Doge’s Palace Collections
The Courtyard and the Loggias
Facing the San Marco basilica, the courtyard of the Doge's Palace is a grand space offering even grander views. Two mid-16th-century well heads feature in the middle of the courtyard. Since 1567, the Giant's Staircase is guarded on either side by Sansovino's colossal statues of Mars and Neptune, representing Venice's power by sea and land. Leading to the upper floors from the Gold Staircase, you'll walk past two important plaques: one from 1362 that has Gothic lettering from the papacy of Urban V, the other stands at the Giants' Staircase and celebrates French King Henri III's visit to Venice in 1574.
The Doge’s Apartments
Located between the Rio della Canonica entrance and the apse of St. Mark's Basilica, the Doge's Apartments offer visitors an interesting peek into Venetian royalty. The Doge's Apartments were damaged in 1483 due to a disastrous fire and the renovation work was completed by 1510. While the apartments were prestigious, they weren't particularly large. This was done to emphasize that while the Doge was the symbol of the State, he was first its servant. Today, the visitable rooms feature technological panels to allow for a more dynamic use for exhibitions and also highlight the room's original decorations.
Your tour of the institutional chambers begins in the Square Atrium. These rooms were used to house the organs of political and judicial administration. This was a cause of envy in Europe due to its immutability and ability to resist the passage of time and maintain social peace and harmony. You’ll also visit the chambers of primary governmental organs like the Senate and the Great Council. You can also visit the chambers used by the Vatican’s main judicial bodies. The rich decor of these rooms is designed to not only indicate the role of the bodies but also to celebrate the virtues of the State.

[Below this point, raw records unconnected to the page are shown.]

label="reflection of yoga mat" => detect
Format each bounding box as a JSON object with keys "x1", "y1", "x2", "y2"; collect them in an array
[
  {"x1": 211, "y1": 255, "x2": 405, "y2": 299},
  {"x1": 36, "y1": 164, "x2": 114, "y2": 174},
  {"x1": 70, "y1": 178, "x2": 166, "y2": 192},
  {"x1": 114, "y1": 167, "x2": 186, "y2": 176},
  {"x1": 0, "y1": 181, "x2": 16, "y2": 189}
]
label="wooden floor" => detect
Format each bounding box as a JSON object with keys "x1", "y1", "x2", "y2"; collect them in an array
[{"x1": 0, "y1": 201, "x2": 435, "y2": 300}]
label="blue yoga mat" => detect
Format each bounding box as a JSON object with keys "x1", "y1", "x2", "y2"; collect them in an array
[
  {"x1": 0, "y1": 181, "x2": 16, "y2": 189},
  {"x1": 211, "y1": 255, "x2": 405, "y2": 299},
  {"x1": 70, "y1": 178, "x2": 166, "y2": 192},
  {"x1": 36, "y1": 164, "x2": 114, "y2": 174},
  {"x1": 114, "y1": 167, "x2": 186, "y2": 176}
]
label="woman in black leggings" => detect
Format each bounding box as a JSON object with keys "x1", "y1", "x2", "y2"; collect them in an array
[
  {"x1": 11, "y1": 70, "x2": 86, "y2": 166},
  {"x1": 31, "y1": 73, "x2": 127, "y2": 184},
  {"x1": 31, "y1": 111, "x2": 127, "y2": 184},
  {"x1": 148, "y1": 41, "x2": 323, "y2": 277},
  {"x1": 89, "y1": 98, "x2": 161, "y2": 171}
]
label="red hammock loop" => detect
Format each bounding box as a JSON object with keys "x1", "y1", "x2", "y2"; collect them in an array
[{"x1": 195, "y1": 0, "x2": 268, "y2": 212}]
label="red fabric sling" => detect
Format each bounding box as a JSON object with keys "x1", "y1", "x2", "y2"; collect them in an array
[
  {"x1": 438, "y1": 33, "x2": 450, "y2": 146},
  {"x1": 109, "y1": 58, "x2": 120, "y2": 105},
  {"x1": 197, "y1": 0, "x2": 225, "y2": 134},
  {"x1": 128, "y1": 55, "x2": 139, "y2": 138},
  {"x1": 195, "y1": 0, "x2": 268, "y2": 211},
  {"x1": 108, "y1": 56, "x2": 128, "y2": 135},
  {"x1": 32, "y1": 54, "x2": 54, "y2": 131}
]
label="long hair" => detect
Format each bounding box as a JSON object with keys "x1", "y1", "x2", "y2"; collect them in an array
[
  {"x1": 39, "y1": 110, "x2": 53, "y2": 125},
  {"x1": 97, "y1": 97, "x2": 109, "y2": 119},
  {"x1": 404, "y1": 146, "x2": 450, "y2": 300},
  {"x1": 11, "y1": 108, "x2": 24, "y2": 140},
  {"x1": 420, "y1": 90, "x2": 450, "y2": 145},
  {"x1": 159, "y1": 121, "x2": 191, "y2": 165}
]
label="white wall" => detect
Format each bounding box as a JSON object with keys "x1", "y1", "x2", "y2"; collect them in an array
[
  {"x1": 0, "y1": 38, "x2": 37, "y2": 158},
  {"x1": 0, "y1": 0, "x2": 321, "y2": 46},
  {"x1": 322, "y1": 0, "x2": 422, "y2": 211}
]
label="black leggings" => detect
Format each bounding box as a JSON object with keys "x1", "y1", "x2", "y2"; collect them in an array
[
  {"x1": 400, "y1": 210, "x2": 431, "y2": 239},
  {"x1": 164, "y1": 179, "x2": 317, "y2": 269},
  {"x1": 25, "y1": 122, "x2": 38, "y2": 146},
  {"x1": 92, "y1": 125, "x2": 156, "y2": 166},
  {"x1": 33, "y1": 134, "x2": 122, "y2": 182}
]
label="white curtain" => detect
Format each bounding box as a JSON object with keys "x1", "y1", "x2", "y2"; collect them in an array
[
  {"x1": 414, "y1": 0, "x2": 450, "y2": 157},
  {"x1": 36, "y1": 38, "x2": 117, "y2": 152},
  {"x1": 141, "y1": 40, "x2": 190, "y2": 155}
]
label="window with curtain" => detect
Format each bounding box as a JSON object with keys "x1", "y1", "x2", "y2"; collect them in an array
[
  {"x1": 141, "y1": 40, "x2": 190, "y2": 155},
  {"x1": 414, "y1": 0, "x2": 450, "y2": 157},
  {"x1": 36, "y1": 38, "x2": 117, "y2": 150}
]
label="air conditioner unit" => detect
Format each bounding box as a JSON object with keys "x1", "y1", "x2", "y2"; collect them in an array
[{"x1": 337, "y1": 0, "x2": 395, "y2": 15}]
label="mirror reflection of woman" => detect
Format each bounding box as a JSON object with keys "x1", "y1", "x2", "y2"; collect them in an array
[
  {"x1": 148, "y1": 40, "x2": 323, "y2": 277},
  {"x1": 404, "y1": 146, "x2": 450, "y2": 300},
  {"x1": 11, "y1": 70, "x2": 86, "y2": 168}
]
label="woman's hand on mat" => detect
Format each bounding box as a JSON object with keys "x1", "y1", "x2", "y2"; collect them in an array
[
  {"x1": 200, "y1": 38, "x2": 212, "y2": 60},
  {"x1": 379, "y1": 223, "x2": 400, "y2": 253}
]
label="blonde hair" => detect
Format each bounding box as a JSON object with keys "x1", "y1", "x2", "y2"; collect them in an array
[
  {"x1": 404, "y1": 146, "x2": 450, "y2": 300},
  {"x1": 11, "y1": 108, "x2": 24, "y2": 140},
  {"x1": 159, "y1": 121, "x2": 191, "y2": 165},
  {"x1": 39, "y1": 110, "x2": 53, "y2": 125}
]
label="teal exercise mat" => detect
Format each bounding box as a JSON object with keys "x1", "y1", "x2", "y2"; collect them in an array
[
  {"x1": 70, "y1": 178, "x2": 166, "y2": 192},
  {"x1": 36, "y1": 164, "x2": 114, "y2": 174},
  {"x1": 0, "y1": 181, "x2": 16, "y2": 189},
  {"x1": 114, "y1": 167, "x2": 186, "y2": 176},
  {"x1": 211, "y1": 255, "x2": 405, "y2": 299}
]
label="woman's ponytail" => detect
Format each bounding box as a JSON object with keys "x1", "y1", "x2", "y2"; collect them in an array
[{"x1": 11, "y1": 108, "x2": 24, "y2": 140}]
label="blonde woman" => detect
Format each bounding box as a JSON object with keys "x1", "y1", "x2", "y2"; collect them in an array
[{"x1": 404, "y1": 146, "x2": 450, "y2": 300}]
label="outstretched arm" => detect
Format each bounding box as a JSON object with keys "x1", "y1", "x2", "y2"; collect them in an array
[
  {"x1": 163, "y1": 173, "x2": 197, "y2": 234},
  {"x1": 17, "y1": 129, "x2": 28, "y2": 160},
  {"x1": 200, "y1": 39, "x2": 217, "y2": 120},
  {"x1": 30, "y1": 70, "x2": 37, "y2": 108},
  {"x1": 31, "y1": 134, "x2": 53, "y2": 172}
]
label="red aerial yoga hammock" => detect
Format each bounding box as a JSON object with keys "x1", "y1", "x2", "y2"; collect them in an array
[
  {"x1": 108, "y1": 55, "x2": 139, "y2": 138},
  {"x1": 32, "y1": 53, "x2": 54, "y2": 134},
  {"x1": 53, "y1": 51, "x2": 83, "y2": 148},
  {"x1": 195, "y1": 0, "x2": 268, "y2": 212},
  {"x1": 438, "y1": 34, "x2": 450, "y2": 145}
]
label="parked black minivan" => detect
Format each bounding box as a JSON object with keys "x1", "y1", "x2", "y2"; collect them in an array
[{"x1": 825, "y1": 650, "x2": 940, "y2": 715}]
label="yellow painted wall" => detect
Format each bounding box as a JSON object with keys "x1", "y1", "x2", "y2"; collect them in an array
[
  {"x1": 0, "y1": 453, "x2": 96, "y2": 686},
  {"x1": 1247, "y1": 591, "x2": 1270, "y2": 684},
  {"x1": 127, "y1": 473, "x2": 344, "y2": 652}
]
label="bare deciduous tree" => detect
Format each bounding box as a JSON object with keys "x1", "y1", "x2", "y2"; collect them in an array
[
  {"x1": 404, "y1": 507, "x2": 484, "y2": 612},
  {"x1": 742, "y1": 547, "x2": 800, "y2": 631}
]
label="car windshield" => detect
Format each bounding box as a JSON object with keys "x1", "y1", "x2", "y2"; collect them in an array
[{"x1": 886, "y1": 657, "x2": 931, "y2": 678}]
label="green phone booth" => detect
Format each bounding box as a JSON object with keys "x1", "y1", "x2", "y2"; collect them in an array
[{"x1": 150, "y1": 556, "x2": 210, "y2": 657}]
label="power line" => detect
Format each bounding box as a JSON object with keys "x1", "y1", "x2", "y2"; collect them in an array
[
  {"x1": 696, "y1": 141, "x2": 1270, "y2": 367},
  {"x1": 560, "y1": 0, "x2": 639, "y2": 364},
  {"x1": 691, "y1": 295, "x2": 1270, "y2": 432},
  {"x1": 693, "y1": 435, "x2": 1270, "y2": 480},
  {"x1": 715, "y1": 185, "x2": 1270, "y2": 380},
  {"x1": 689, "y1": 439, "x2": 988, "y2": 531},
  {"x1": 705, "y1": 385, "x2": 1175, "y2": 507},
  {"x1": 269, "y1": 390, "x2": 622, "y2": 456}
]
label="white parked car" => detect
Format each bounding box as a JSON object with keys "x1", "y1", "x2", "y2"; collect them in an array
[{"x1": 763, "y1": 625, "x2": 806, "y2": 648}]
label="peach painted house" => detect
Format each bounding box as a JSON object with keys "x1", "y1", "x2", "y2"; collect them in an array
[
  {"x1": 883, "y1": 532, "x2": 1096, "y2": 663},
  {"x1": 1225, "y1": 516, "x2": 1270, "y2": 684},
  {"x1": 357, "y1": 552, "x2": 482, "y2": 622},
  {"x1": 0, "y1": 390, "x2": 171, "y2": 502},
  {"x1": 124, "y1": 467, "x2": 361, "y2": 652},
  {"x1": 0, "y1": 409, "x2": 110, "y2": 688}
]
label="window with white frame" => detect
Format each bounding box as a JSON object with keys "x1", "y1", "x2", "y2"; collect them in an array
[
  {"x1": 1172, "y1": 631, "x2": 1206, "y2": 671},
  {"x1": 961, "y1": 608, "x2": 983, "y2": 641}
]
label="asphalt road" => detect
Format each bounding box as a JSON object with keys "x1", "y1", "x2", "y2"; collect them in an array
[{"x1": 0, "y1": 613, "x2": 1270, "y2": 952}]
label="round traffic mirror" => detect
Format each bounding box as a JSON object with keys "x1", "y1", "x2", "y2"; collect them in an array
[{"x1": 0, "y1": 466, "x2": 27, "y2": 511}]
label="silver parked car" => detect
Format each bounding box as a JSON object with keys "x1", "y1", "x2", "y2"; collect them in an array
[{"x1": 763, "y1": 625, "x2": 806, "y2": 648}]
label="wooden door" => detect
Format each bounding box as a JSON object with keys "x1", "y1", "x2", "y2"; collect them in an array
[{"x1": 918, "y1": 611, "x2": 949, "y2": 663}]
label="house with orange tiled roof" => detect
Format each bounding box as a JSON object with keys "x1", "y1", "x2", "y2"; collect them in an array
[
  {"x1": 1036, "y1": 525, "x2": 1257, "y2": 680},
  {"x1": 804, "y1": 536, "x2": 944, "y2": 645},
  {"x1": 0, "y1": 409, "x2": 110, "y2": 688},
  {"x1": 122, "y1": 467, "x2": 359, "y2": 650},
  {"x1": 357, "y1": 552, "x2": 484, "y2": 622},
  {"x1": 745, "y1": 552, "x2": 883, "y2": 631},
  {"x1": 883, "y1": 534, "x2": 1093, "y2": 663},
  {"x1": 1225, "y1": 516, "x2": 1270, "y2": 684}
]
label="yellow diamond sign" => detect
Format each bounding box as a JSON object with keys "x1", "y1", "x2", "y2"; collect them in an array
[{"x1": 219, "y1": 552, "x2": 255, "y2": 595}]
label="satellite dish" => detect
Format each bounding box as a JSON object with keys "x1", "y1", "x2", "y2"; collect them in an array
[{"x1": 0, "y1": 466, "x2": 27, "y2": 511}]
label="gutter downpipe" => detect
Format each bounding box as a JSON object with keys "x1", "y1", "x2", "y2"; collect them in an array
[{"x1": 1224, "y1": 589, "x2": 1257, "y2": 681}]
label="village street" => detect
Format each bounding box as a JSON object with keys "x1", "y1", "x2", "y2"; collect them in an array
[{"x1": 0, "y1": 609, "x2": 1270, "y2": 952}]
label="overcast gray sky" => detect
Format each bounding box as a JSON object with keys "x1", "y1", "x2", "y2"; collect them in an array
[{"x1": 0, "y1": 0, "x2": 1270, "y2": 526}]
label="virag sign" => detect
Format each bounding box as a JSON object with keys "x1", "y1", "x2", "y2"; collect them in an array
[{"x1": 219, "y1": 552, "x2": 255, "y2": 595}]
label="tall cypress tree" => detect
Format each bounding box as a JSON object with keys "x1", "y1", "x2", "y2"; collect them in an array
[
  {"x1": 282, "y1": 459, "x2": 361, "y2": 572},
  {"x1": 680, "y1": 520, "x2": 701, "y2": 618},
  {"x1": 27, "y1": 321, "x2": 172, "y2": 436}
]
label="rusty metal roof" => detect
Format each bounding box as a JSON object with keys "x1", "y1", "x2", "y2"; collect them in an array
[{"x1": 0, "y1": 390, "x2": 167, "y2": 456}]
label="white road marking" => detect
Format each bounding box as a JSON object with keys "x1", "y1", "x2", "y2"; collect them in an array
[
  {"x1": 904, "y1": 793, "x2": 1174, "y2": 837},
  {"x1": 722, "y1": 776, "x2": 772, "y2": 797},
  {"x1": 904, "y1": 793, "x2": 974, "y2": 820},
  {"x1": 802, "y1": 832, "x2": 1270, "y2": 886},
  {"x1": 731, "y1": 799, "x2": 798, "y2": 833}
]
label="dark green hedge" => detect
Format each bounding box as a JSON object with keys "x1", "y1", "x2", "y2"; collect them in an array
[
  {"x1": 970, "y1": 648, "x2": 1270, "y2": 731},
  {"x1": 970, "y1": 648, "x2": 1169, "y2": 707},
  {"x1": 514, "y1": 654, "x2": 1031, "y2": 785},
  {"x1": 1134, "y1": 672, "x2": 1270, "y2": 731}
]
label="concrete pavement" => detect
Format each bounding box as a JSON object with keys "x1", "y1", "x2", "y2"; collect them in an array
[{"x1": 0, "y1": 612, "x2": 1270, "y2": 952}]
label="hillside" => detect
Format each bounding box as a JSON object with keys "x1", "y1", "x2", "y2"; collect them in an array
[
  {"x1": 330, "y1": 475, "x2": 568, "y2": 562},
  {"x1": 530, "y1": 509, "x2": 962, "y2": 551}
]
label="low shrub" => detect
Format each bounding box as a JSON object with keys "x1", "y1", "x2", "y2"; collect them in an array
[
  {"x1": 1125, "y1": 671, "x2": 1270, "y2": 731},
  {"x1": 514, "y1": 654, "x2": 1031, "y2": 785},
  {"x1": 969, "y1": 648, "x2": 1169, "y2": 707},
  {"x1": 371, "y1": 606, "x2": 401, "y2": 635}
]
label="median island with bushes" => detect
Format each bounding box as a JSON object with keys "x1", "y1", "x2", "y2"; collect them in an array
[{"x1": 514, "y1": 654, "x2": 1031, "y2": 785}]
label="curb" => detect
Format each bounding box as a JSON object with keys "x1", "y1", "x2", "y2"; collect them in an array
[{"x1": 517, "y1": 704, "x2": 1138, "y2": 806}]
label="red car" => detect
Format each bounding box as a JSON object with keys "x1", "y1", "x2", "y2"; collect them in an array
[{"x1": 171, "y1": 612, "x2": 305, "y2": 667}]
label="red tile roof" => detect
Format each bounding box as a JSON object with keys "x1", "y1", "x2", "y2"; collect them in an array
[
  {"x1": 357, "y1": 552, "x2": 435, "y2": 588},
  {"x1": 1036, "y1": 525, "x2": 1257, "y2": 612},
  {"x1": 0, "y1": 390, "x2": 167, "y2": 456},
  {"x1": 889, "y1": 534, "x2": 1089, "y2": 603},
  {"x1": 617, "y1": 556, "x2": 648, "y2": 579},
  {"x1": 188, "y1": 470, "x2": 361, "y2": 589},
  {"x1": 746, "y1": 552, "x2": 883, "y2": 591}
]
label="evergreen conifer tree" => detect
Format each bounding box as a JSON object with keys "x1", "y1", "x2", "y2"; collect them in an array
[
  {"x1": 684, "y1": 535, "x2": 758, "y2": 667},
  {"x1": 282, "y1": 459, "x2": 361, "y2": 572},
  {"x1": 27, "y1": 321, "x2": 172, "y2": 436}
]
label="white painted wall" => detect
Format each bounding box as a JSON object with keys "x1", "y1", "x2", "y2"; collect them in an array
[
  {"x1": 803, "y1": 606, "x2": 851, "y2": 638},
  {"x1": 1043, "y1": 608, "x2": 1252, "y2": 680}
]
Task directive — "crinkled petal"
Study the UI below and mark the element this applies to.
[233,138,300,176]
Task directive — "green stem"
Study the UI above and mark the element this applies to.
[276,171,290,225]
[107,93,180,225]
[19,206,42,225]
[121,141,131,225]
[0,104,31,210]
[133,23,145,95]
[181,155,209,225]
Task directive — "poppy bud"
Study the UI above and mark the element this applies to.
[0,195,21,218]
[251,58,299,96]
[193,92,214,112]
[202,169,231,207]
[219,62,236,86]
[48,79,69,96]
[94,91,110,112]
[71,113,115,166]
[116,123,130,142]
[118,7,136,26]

As the seat of all government functions, the Doge’s Palace also housed a prison. A new prison with larger and more airy cells was built on the other side of the canal, intending to improve prisoners’ living conditions. Each cell was lined with overlapping planks of larch that were nailed in place. The Bridge of Signs was built in 1614 to link the Doge's Palace to the new building that would house the New Prisons; it is covered on all sides and contains two parallel corridors. The bridge’s name referred to the prisoners’ sighs as they were moved to their cells, seemingly as they glanced for the last time at the city of Venice.
If historical collections of weapons and armaments delight you, then you'll love visiting the Armoury. Under the control of the Council of Ten during the 14th century, the Armoury was stocked with weapons that would be readily available for the Doge's palace guards. There are four distinct rooms within the Armoury, each showcasing weapons of a certain category and time period. Some iconic arms stocked in the Armoury include suits of armour from the 15th and 16th century, swords, crossbows, halberds, and quivers. There are also extraordinary firearms, chastity belts and other means of torture available for viewing at the Armoury.